JMP Blog

Chelsea-Parlett · May 23, 2017 12:51 PM

If you have ever taken any statistics or science classes, you’ve probably heard the term “p-value.” Technically, the p means probability: A p-value is the probability of something happening, but I want to tell you that p can stand for a lot of things like Probability, Perplexing, and Part.

Probability

Let’s start with the technical stuff. When we do a hypothesis test, the first thing we do is assume that the null hypothesis is true.Then we collect some data. I’m interested in whether there is a difference between the airspeed velocity of African vs. European swallows. I grab my bird-catching kit and get a bunch of birds, measure their air speed velocity, and find that on average African swallows are 5 mph faster than their European counterparts.
Then I ask “if there were no difference between African and European swallows and I just grab some birds at random, what percent of the time am I going to get two groups of swallows with an average difference greater than 5 mph?” The probability of that happening is my p-value: the probability of getting a value as extreme or more extreme than my data — assuming that the null hypothesis is true.

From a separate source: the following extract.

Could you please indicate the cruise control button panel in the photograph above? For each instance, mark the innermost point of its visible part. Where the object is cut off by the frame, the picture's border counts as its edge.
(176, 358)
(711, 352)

But how do we know how likely all these things are? For each test statistic, we have a distribution. To name a few, we have a z-distribution, t-distribution, F-distribution, and Chi squared-distribution. All of them have different shapes — some even change depending on how big our sample size is — but they all tell us the relative probability of getting all the different values for each test statistic.

So we calculate a test statistic — say a t-value — based on our data and then mentally draw a line at that value. Our p-value is the proportion of the distribution that is more extreme than that line.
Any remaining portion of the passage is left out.